Objective: This study investigated structural neural pathways in clinically manifesting and non-manifesting individuals with several dystonia (DYT) genotypes using a network approach. Background: DYT has traditionally been attributed to basal ganglia dysfunction. Recent studies expanded this picture suggesting DYT as a circuit disorder. Methods: This study included 9 asymptomatic mutation carriers (4 DYT1, 4 DYT6, 1 DYT10) and 26 symptomatic mutation carriers (7 DYT1, 7 DYT6, 9 DYT5, 1 DYT18, 1 DYT10, 1 DYT25). 37 age- and sex-matched healthy controls were also studied. Subjects underwent 3D T1-weighted and diffusion tensor (DT) MRI. The human macroscale connectome - a comprehensive map describing all neural connections between large-scale brain regions - was constructed from DT MRI. Tissue segmentation was performed on T1-weighted images using Freesurfer. The affected structural connections in subjects with manifesting and non-manifesting DYT were investigated using Network-Based Statistic (p<0.01, 10.000 permutations).

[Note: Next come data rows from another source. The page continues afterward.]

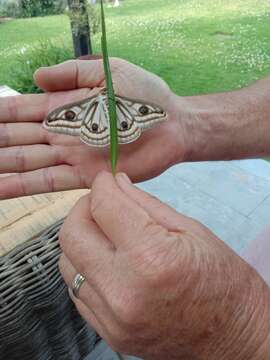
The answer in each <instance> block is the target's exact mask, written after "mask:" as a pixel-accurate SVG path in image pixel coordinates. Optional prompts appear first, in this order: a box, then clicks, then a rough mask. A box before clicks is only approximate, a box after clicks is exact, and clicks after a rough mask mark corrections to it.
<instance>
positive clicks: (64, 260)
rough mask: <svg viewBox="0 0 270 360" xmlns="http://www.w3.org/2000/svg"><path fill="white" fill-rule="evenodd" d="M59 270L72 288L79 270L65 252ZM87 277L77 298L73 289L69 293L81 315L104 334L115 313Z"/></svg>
mask: <svg viewBox="0 0 270 360" xmlns="http://www.w3.org/2000/svg"><path fill="white" fill-rule="evenodd" d="M59 270H60V272H61V274H62V277H63V279H64V281H65V283H66V284H67V286H68V287H69V289H71V288H72V282H73V280H74V278H75V276H76V275H77V274H78V273H79V271H78V270H77V269H76V268H75V267H74V266H73V265H72V263H71V262H70V261H69V259H68V258H67V257H66V256H65V254H62V255H61V257H60V260H59ZM83 276H84V275H83ZM85 278H86V279H85V281H84V282H83V284H82V285H81V287H80V290H79V293H78V297H77V298H76V297H75V296H74V295H73V293H72V291H71V290H70V291H69V294H70V297H71V299H72V301H73V302H74V303H75V305H76V307H77V309H78V310H79V311H80V313H81V315H82V316H83V317H84V318H85V320H86V321H88V322H90V324H91V325H92V326H93V327H94V329H95V330H96V331H97V332H98V333H99V335H100V336H102V335H105V334H106V330H105V329H106V325H105V324H106V323H107V322H108V321H109V322H110V323H113V322H114V319H113V315H112V313H111V312H110V309H109V307H108V304H107V303H106V302H105V301H104V299H103V297H102V296H99V294H98V293H97V292H96V291H95V289H94V288H93V287H92V286H91V285H90V284H89V282H88V279H87V277H85ZM90 281H91V280H90Z"/></svg>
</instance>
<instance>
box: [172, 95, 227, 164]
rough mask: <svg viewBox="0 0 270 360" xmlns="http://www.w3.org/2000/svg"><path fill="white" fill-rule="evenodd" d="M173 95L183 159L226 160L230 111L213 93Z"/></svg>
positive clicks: (193, 160) (218, 95)
mask: <svg viewBox="0 0 270 360" xmlns="http://www.w3.org/2000/svg"><path fill="white" fill-rule="evenodd" d="M218 96H220V95H215V96H212V95H203V96H193V97H182V98H180V97H177V98H178V99H177V100H176V102H177V108H178V121H179V123H181V124H182V127H183V129H184V136H185V144H186V148H187V152H186V158H185V161H211V160H227V159H231V158H232V157H233V156H232V140H233V137H232V135H233V132H232V129H231V128H230V122H229V121H228V120H230V112H231V111H232V110H231V109H226V108H224V107H222V106H220V101H215V100H214V97H216V98H218Z"/></svg>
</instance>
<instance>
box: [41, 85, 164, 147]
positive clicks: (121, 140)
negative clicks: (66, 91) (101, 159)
mask: <svg viewBox="0 0 270 360" xmlns="http://www.w3.org/2000/svg"><path fill="white" fill-rule="evenodd" d="M116 109H117V129H118V142H119V144H128V143H131V142H133V141H135V140H137V139H138V138H139V137H140V136H141V134H142V132H143V131H144V130H147V129H150V128H152V127H153V126H154V125H156V124H158V123H160V122H163V121H166V120H167V114H166V113H165V112H164V111H163V110H162V109H161V108H160V107H159V106H157V105H154V104H148V103H143V102H140V101H136V100H132V99H128V98H125V97H122V96H118V95H116ZM43 126H44V127H45V129H47V130H48V131H52V132H56V133H62V134H66V135H71V136H79V137H80V139H81V141H82V142H84V143H85V144H87V145H90V146H95V147H104V146H108V145H109V144H110V118H109V111H108V98H107V92H106V90H103V91H102V92H100V93H99V94H98V95H96V96H93V97H90V98H87V99H84V100H82V101H78V102H76V103H71V104H67V105H64V106H61V107H59V108H57V109H55V110H53V111H52V112H51V113H50V114H49V115H48V116H47V117H46V118H45V120H44V122H43Z"/></svg>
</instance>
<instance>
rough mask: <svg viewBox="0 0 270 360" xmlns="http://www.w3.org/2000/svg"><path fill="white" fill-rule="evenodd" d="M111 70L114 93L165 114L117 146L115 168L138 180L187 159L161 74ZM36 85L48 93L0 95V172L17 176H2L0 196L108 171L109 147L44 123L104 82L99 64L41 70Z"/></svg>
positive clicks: (74, 66) (102, 69) (171, 103)
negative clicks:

Results: Compared to controls, asymptomatic mutation carriers showed a basal ganglia/frontal subnetwork characterized by decreased fractional anisotropy and increased mean diffusivity (MD) including the left putamen, precentral gyrus, middle and superior frontal gyri, middle temporal, and insula. Clinically manifesting DYT mutation carriers relative to controls showed an altered subnetwork characterized by increased MD connecting left putamen, middle and superior frontal gyri, orbitofrontal cortex, middle temporal, insula and right anterior cingulate cortex. No differences were found between symptomatic and asymptomatic DYT subjects. A trend toward a greater disconnection was observed in symptomatic DYT1 relative to DYT6 subjects. Conclusions: Our findings suggest that structural brain abnormalities in both clinically manifesting and non-manifesting DYT mutation carriers are distributed at a network level, beyond the basal ganglia/sensorimotor cortex regions. Studying of asymptomatic mutation carriers offered the possibility of identifying genotype-related trait characteristics without the confound of clinical symptoms providing new insights into understanding dystonia generation.